[PATCH v2 04/10] drm/xe/xe_late_bind_fw: Initialize late binding firmware
Nilawar, Badal
badal.nilawar at intel.com
Thu Jun 12 10:35:04 UTC 2025
On 11-06-2025 05:36, Daniele Ceraolo Spurio wrote:
>
>
> On 6/6/2025 10:57 AM, Badal Nilawar wrote:
>> Search for late binding firmware binaries and populate the meta data of
>> firmware structures.
>>
>> v2:
>> - drm_err if firmware size is more than max pay load size (Daniele)

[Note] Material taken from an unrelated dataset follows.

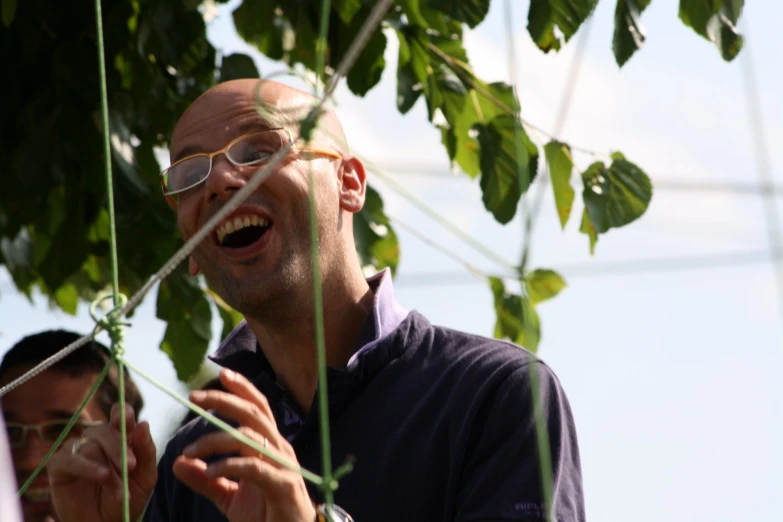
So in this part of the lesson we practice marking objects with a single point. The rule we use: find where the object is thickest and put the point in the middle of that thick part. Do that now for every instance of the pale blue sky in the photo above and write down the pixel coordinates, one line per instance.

>> - s/request_firmware/firmware_request_nowarn/ as firmware will
>> not be available for all possible cards (Daniele)
>>
>> Signed-off-by: Badal Nilawar <badal.nilawar at intel.com>
>> ---
>> drivers/gpu/drm/xe/xe_device.c | 2 +
>> drivers/gpu/drm/xe/xe_late_bind_fw.c | 86 +++++++++++++++++++++-
>> drivers/gpu/drm/xe/xe_late_bind_fw.h | 1 +
>> drivers/gpu/drm/xe/xe_late_bind_fw_types.h | 37 ++++++++++
>> 4 files changed, 124 insertions(+), 2 deletions(-)
>>
>> diff --git a/drivers/gpu/drm/xe/xe_device.c
>> b/drivers/gpu/drm/xe/xe_device.c
>> index e062ddaa83bb..df4b0e038a6d 100644
>> --- a/drivers/gpu/drm/xe/xe_device.c
>> +++ b/drivers/gpu/drm/xe/xe_device.c
>> @@ -891,6 +891,8 @@ int xe_device_probe(struct xe_device *xe)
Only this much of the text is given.